Le pregunté a ella porque parecía estar en ese mostrador desde antes de que Arroyo fuera Arroyo.
Me miró de arriba abajo y me dijo:
- Gente de Arroyo, nada más.
Desde entonces fui el cordobés. Hasta que llovió.
Ese día no quise cruzar la calle porque la calzada estaba encharcada. Decidí cruzar más abajo.
Al doblar la Calle de las Flores descubrí que el paso de peatones también estaba inundado. Quizás más abajo.
Comprendí porque el escaparate de los chinos era curvo, en realidad era un meandro. El agua se arremolinaba y bajaba con más violencia aún. Tenía los zapatos calados ya. Tal vez más abajo hubiera un paso seco.
Bajé hasta la curva del polideportivo, las pesadas tapas de alcantarillado saltaban alegremente borboteando agua clara. Más abajo estaba el mar, no se podía bajar más. El agua ya me había empapado hasta las rodillas, no tenía nada que perder.
Me dispuse a cruzar ignorando el agua.
No estaba tan fría. Me dejé llevar por el impulso y resultó agradable. Subí por el centro de la calzada, el agua subía por mi empeine salpicando juguetona. Cerré el inútil paraguas para usarlo como bastón.

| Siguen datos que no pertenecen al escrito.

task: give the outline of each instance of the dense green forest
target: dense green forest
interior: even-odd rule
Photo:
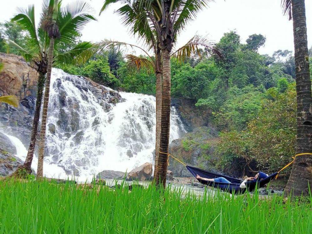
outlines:
[[[1,25],[0,51],[15,53],[8,49],[5,38],[27,43],[20,27],[9,22]],[[259,54],[258,49],[266,40],[261,34],[254,34],[242,43],[237,33],[231,31],[216,45],[223,59],[190,57],[181,63],[172,58],[172,97],[193,100],[200,110],[212,111],[211,120],[221,132],[216,151],[222,159],[217,165],[221,168],[239,157],[274,171],[294,155],[294,59],[288,50],[278,50],[271,56]],[[81,41],[77,38],[76,41]],[[64,50],[75,45],[64,45]],[[129,66],[124,52],[115,47],[98,53],[83,66],[59,68],[115,89],[154,95],[154,74]]]

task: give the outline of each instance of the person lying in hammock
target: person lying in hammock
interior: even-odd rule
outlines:
[[[261,180],[264,179],[265,179],[269,175],[267,174],[266,174],[264,172],[262,172],[261,171],[259,171],[255,176],[254,177],[248,177],[245,179],[243,181],[241,182],[241,185],[239,186],[239,187],[241,188],[246,188],[246,183],[248,181],[253,182],[255,183],[257,181]],[[214,179],[208,179],[207,178],[201,177],[198,175],[196,175],[196,178],[197,179],[201,179],[202,180],[206,180],[207,181],[214,181],[215,182],[221,182],[228,184],[231,183],[230,181],[224,177],[218,177],[217,178],[215,178]]]

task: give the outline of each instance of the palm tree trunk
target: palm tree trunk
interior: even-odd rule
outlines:
[[[159,72],[156,73],[156,144],[155,147],[155,169],[154,178],[159,178],[158,170],[157,169],[159,157],[159,146],[160,144],[160,133],[161,130],[162,83],[163,74]]]
[[[27,171],[31,171],[32,163],[34,157],[35,148],[36,144],[37,134],[38,133],[38,126],[40,118],[40,109],[41,108],[41,103],[43,94],[43,88],[44,87],[44,81],[46,80],[46,74],[39,73],[38,81],[37,84],[38,93],[37,94],[37,100],[36,100],[36,106],[35,109],[34,121],[32,124],[32,130],[30,138],[30,144],[28,149],[27,156],[24,163],[24,168]]]
[[[292,0],[297,91],[296,154],[312,153],[312,96],[304,0]],[[312,155],[295,158],[286,196],[307,195],[312,183]]]
[[[41,120],[41,129],[40,133],[40,141],[39,142],[38,164],[37,169],[37,178],[42,177],[43,176],[43,156],[44,154],[46,119],[49,104],[49,96],[50,93],[50,83],[51,81],[51,72],[52,70],[52,63],[53,61],[53,50],[54,46],[54,39],[51,37],[50,39],[49,54],[48,55],[48,66],[46,79],[46,89],[44,92],[42,118]]]
[[[37,134],[38,133],[38,126],[40,119],[40,109],[41,108],[42,94],[44,87],[44,81],[46,79],[45,73],[39,72],[39,74],[37,83],[38,92],[37,94],[37,100],[36,100],[36,105],[32,124],[32,129],[30,138],[30,143],[28,149],[27,156],[24,164],[19,167],[11,175],[11,176],[25,177],[27,174],[31,174],[32,172],[32,163],[34,157],[36,146]]]
[[[168,153],[170,130],[170,108],[171,70],[170,54],[167,49],[163,51],[163,91],[161,109],[161,130],[160,151]],[[168,166],[168,155],[159,153],[157,165],[159,174],[155,178],[156,185],[166,186],[166,176]]]

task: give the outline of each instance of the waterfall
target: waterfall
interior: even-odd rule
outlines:
[[[44,173],[90,179],[104,170],[129,172],[154,163],[155,105],[153,96],[119,93],[53,69]],[[170,141],[186,132],[171,111]]]

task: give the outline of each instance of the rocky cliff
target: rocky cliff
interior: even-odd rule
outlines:
[[[14,95],[22,100],[37,94],[36,71],[23,58],[0,53],[4,69],[0,73],[0,95]]]
[[[17,137],[27,148],[29,144],[36,103],[37,73],[19,56],[0,53],[0,62],[4,64],[3,69],[0,73],[0,95],[14,95],[20,99],[20,105],[17,108],[0,103],[0,132],[8,133]],[[108,111],[112,105],[121,100],[118,92],[99,85],[88,78],[68,76],[65,79],[71,82],[82,92],[87,91],[92,92],[105,110]],[[67,100],[67,94],[60,79],[57,79],[53,85],[53,88],[59,94],[59,98],[62,104],[57,124],[66,132],[66,136],[65,136],[68,137],[73,134],[79,142],[79,133],[76,132],[79,123],[76,118],[77,111],[79,111],[78,100]],[[99,123],[95,122],[94,124]],[[48,129],[54,134],[59,134],[55,132],[55,126],[50,124]],[[0,175],[2,175],[9,174],[14,171],[14,167],[21,162],[18,159],[13,161],[10,159],[14,158],[16,149],[15,151],[13,148],[12,151],[10,149],[12,146],[10,142],[5,137],[3,134],[0,135],[0,167],[2,168],[2,171],[0,169]],[[5,168],[7,169],[10,162],[12,163],[12,168],[6,170]],[[69,173],[71,172],[68,172]]]
[[[196,103],[193,100],[187,99],[171,100],[171,105],[175,107],[189,132],[191,132],[195,128],[207,126],[209,123],[211,111],[197,107]]]

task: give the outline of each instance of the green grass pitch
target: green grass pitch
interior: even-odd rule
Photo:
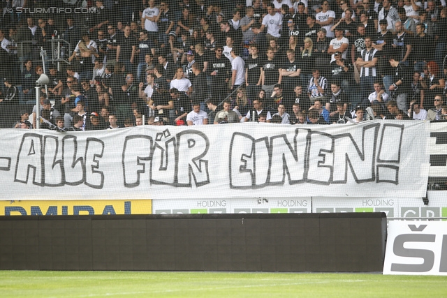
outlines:
[[[447,276],[0,271],[5,297],[446,297]]]

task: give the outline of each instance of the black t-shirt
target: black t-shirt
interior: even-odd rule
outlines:
[[[393,47],[393,57],[396,60],[402,61],[405,57],[406,53],[406,46],[412,45],[413,40],[409,34],[404,32],[400,36],[395,35],[393,39],[393,44],[396,45],[396,47]],[[409,57],[408,61],[410,61]]]
[[[264,70],[264,84],[273,85],[278,83],[279,78],[279,60],[274,58],[272,60],[265,60],[263,66]]]
[[[225,80],[231,77],[231,62],[224,55],[217,59],[216,55],[210,57],[207,73],[208,75],[217,70],[216,75],[212,75],[213,84],[221,84],[225,83]]]
[[[263,59],[258,57],[258,58],[256,59],[249,57],[245,61],[247,78],[249,85],[256,85],[258,84],[261,75],[261,69],[263,66]]]
[[[307,17],[305,13],[302,15],[295,13],[293,16],[293,22],[298,27],[298,30],[304,31],[305,28],[307,27]]]
[[[177,117],[192,111],[191,100],[185,94],[180,95],[180,97],[174,101],[174,106]]]
[[[166,33],[170,22],[174,21],[174,11],[169,10],[166,13],[160,13],[160,19],[159,19],[159,32]],[[171,28],[173,30],[175,29],[175,26],[173,26],[173,28]]]
[[[131,35],[126,37],[124,35],[118,40],[118,45],[121,46],[119,60],[130,60],[132,57],[132,47],[138,46],[137,40]]]
[[[303,53],[297,53],[295,57],[301,61],[302,74],[311,75],[312,73],[312,68],[315,67],[315,56],[316,53],[314,52],[312,52],[310,54],[309,51],[305,51]]]
[[[286,71],[296,71],[301,68],[299,60],[295,59],[293,62],[291,62],[288,59],[282,64],[282,69]],[[288,87],[295,87],[299,83],[300,77],[283,76],[281,83]]]
[[[342,59],[342,61],[343,62],[343,65],[348,68],[348,71],[344,71],[344,67],[337,64],[337,61],[332,61],[330,63],[331,81],[338,80],[341,82],[342,80],[349,80],[351,77],[351,75],[353,70],[352,64],[347,60],[343,59]]]
[[[194,60],[196,60],[195,63],[201,62],[202,65],[203,65],[204,62],[210,61],[209,51],[205,52],[202,56],[196,53],[194,55]]]
[[[376,37],[375,43],[377,45],[383,44],[384,42],[386,44],[383,46],[381,51],[378,51],[376,57],[378,57],[378,64],[376,64],[377,70],[379,75],[393,75],[393,68],[390,65],[388,59],[393,54],[393,33],[387,31],[385,34],[382,34],[381,32],[379,32]]]
[[[173,98],[170,97],[169,92],[163,89],[154,90],[151,100],[154,101],[153,105],[156,107],[157,105],[168,105],[170,101],[173,101]],[[154,115],[156,117],[159,116],[159,114],[168,117],[169,117],[169,111],[168,110],[163,110],[163,113],[161,113],[159,110],[155,110],[154,111]]]
[[[256,20],[256,22],[260,23],[260,20],[262,22],[263,15],[265,14],[267,14],[267,10],[259,7],[254,9],[254,14],[253,15],[253,17]]]
[[[354,46],[354,61],[357,60],[357,58],[360,57],[362,50],[365,50],[366,47],[366,45],[365,45],[365,37],[366,35],[360,35],[359,33],[356,33],[351,36],[349,38],[349,45]]]
[[[315,44],[315,43],[316,43],[316,38],[318,38],[316,33],[320,31],[321,28],[321,26],[316,24],[312,28],[309,28],[309,26],[306,25],[303,29],[299,28],[299,29],[302,33],[301,36],[303,39],[309,37],[314,42],[314,44]]]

Me crucé con un vecino que bajaba silbando, también por el centro de la calzada y me saludó con un levantamiento de cejas, propio de gentes del lugar.
Cuando entré en la tienda de la Señora Conchi sonreí pero no me saludó. Creí que le molestaba que le mojara el suelo de la tienda.
Pero no era eso.
Cuando pagué me devolvió unas monedas que no esperaba y me dijo:
- A los de Arroyo les hago el cinco.